LGJan 29, 2022

Rewiring with Positional Encodings for Graph Neural Networks

arXiv:2201.12674v444 citations
AI Analysis

This addresses a bottleneck in GNNs for graph learning tasks, offering a model-agnostic solution that is incremental over existing methods.

The paper tackles the problem of limited receptive fields in graph neural networks (GNNs) by using positional encodings to expand receptive fields to r-hop neighborhoods, resulting in improved performance and alleviation of over-squashing with small r, achieving competitive results on various models and datasets.

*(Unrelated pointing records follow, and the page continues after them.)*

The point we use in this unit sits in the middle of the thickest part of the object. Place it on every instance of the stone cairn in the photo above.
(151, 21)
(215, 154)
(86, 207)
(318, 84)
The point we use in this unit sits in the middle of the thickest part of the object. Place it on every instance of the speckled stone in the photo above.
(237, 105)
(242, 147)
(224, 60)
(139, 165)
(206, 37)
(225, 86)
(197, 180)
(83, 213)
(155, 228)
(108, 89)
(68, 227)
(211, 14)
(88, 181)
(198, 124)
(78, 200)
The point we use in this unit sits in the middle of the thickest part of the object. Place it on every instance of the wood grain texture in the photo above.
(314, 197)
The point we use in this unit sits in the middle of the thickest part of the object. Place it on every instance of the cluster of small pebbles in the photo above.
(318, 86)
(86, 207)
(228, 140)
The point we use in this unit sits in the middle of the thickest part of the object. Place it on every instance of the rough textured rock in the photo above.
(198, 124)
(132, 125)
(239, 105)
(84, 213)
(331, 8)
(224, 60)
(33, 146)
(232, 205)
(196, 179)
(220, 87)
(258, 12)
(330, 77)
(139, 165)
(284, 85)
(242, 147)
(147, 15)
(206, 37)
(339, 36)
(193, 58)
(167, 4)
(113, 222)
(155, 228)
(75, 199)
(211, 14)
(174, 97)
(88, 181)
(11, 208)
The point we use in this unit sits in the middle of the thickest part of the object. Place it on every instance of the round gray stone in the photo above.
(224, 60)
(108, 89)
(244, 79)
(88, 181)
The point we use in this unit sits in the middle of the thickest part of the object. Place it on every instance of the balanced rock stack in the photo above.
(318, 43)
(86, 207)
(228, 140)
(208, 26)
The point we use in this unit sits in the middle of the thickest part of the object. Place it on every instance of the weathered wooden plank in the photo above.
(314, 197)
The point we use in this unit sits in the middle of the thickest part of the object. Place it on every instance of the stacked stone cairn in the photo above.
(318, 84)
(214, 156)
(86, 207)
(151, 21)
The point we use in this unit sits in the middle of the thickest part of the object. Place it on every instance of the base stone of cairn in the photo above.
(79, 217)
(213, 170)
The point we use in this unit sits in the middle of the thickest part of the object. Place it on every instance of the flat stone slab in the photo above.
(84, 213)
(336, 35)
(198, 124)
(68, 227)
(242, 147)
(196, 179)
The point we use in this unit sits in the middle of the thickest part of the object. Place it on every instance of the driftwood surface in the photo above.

Several recent works use positional encodings to extend the receptive fields of graph neural network (GNN) layers equipped with attention mechanisms. These techniques, however, extend receptive fields to the complete graph, at substantial computational cost and risking a change in the inductive biases of conventional GNNs, or require complex architecture adjustments. As a conservative alternative, we use positional encodings to expand receptive fields to $r$-hop neighborhoods. More specifically, our method augments the input graph with additional nodes/edges and uses positional encodings as node and/or edge features. We thus modify graphs before inputting them to a downstream GNN model, instead of modifying the model itself. This makes our method model-agnostic, i.e., compatible with any of the existing GNN architectures. We also provide examples of positional encodings that are lossless with a one-to-one map between the original and the modified graphs. We demonstrate that extending receptive fields via positional encodings and a virtual fully-connected node significantly improves GNN performance and alleviates over-squashing using small $r$. We obtain improvements on a variety of models and datasets and reach competitive performance using traditional GNNs or graph Transformers.